Final Words, Déjà Vu
So, I finished the reports and clients have been happy so far, which is good. But the biggest problem with Telerik Reporting is that I had to do the exact same hoops described here about four months ago. And promptly forgot them afterwards. Wish I had written this blog entry back then. I probably used the same amount of time debugging the same issues now as I did then. This is a real killer, even if its largely my fault for not taking good notes. The knowlegde required to get your reports both work and look good is just very specific. But once you get the first report right, it is straightforward to add similar reports.

Now, my boss wanted a report suite that is easy for him to extend. And he is a CEO/salesman/developer who does not have time to do research. I don't think he has the patience needed to use Telerik Reporting.

Finally, I'd want to point out that I don't dismiss reporting as a job, quite the contrary. But I'm getting more confident that reporting is too important to leave to operational application developers. First, normalized database schemas are not optimal for reporting. Dimensional data models would do a lot to make reporting fun and productive. Second, data quality is not a priority in most CRUD app projects. Schemas are bad, not all tables are even 1NF, policies with null values vary. And third, there are the problems with embedded reporting I have discussed here and in the previous post.

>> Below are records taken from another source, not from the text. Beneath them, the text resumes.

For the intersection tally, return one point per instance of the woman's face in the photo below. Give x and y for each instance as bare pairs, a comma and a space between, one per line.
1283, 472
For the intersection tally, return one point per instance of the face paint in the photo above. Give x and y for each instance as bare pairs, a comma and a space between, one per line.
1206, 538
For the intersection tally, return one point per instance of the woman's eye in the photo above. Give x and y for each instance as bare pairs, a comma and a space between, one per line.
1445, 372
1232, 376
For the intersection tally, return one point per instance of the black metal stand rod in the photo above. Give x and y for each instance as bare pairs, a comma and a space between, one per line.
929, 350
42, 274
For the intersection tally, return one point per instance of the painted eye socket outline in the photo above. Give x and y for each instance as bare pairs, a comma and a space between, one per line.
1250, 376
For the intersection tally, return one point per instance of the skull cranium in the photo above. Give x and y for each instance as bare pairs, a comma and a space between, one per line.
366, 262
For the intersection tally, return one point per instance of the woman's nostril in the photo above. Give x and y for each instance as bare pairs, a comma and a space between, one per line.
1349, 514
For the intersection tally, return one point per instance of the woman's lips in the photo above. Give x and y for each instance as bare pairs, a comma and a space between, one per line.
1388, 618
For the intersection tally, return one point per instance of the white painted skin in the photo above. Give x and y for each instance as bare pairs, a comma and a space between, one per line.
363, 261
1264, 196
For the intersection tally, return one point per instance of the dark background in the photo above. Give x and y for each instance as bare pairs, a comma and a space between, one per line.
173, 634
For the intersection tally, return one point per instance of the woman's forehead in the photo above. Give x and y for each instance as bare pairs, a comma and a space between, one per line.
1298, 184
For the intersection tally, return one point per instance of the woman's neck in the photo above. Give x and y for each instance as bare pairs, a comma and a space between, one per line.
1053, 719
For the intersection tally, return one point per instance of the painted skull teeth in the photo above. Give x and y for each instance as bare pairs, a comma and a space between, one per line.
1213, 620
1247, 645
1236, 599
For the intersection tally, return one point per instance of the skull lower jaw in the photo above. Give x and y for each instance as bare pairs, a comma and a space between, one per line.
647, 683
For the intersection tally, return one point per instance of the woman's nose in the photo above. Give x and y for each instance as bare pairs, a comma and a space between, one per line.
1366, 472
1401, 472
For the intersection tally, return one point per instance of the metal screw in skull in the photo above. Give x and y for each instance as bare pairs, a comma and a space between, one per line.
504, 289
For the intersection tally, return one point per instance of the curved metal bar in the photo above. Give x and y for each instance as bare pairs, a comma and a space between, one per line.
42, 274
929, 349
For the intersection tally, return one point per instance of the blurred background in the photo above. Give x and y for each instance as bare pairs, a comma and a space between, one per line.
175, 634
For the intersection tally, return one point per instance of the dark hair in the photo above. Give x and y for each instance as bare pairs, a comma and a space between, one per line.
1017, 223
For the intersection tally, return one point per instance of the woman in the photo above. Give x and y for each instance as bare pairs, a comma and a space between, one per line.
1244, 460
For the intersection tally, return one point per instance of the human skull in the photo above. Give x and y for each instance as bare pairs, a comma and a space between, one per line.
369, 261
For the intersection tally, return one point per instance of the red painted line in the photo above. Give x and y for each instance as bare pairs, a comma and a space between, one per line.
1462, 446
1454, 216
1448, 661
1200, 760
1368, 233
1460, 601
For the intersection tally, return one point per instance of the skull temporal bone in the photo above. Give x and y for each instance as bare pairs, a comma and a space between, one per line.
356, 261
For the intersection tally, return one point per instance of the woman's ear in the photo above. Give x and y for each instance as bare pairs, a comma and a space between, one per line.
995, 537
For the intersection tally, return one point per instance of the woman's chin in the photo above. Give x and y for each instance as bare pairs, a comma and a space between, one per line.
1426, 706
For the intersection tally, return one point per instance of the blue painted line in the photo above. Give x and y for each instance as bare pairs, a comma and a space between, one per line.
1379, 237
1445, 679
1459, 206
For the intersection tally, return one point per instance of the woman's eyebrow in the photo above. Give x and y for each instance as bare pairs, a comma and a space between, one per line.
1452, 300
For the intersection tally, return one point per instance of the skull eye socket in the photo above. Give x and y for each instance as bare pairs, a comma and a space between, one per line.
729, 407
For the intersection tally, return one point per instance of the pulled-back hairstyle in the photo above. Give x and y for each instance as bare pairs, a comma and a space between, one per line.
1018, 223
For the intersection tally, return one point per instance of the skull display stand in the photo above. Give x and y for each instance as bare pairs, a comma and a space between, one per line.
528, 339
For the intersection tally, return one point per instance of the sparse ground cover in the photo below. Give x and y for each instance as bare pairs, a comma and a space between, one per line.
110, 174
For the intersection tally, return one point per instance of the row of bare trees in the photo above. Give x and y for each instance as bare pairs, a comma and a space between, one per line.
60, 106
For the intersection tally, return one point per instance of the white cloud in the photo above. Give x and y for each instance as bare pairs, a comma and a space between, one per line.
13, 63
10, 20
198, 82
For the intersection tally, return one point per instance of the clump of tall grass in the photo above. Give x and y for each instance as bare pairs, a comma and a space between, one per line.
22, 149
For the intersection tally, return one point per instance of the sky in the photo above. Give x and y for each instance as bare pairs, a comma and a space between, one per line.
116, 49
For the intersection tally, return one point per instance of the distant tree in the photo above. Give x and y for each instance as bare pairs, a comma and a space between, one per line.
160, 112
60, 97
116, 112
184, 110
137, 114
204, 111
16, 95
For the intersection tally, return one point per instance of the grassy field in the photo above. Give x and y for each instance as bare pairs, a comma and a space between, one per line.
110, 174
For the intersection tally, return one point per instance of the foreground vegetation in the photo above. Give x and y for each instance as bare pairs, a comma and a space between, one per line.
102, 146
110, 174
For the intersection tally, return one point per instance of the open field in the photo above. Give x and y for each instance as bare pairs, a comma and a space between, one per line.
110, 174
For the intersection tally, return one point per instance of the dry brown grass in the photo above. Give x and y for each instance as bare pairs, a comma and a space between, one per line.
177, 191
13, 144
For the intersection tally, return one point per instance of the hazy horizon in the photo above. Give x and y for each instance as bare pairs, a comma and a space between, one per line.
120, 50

I would recommend separating reporting from applications at all levels:
  • In the IT department, source reports from a data warehouse, not from operational databases.
  • As an application developer, make report addresses configurable in your operational application, so that users can choose a report server without having to input parameters twice. Supply default reports for your application as SSRS templates, at least in addition to the embedded reports.

-mika-


* Business process is a term that used to imply how people in different organizational 'tribes' end up doing things in their own way. An evolution-based rationalization would be to say that the origins of business processes are quite random, something like out-of-the-hat management decisions. During the implementation the most harmful initiatives are weeded out, managers publicly (but hopefully not privately) forget their mistakes, and the surviving arrangements are what is left as a business process.